‹ Le 13e Hussards, types, profils, esquisses et croquis militaires... á pied et á chevalChapitre 42 sur 57 · XLII

XLII

Gédéon en prison songeait. Or, que faire, en prison, à moins que l’on ne songe?

Apprivoiser les rats et les souris, ou enseigner le solfège à des araignées mélomanes? Il faut bien de la patience. Creuser un souterrain, comme l’abbé Faria, ou tisser des échelles en effilant son mouchoir? C’est bon, tout au plus, pour des prisonniers à perpétuité, et Gédéon avait la conviction que, dans l’intérêt même de son cheval, on lui rendrait bientôt la clef des champs... et de l’écurie.

Gédéon songeait donc. Il cherchait le pourquoi et le comment des choses qui n’en ont jamais eu et n’en auront jamais.

--Pourquoi diable! se disait-il, Justine a t-elle fait soixante lieues précisément pour venir ici me jouer un tour pendable? elle eût mieux fait de ne pas se déplacer. Pourquoi, elle qui m’adorait pékin, ne m’aime-t-elle plus hussard? Ce n’est pas l’habit qui fait l’amoureux. Pourquoi, si elle a des préventions contre l’uniforme me trompe-t-elle pour un autre uniforme? Tout cela n’est pas logique. Le lieutenant, c’est vrai, n’a pas de basanes à son pantalon, mais est-ce une raison suffisante? Il faut que l’épaulette ait pour les femmes des prestiges dont je ne me rends pas compte.

Vers le soir, on apporta au prisonnier sa soupe et un pain de _la munition_. Son camarade de lit s’était chargé de cette corvée pour avoir occasion de le voir et de lui être utile.

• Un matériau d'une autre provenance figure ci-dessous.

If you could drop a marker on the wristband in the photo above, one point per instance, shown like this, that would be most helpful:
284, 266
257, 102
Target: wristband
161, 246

--Prends garde à la gamelle, lui dit-il à demi-voix, ce n’est pas de la soupe qui est dedans, c’est du vin. Tu trouveras un jambon dans ton pain.

Gédéon serra affectueusement la main du vieux troupier. Ces attentions, dans la disposition d’esprit où il se trouvait, le louchaient profondément.

--Je ne t’ai pas apporté de tabac, ajouta La Pinte, vu que le brigadier d’ordinaire n’a pas encore fait le prêt.

--Voici de l’argent, dit Gédéon, tâche de me faire passer des cigares.

--Tu en auras. Mais faut croire tout de même que ce matin tu étais _paf_ ou _maboul_--ivre ou fou--que tu t’es fait pincer par le capitaine.

--Je ne savais ce que je faisais.

Et l’amant de mademoiselle Justine fit le déchirant récit de ses infortunes.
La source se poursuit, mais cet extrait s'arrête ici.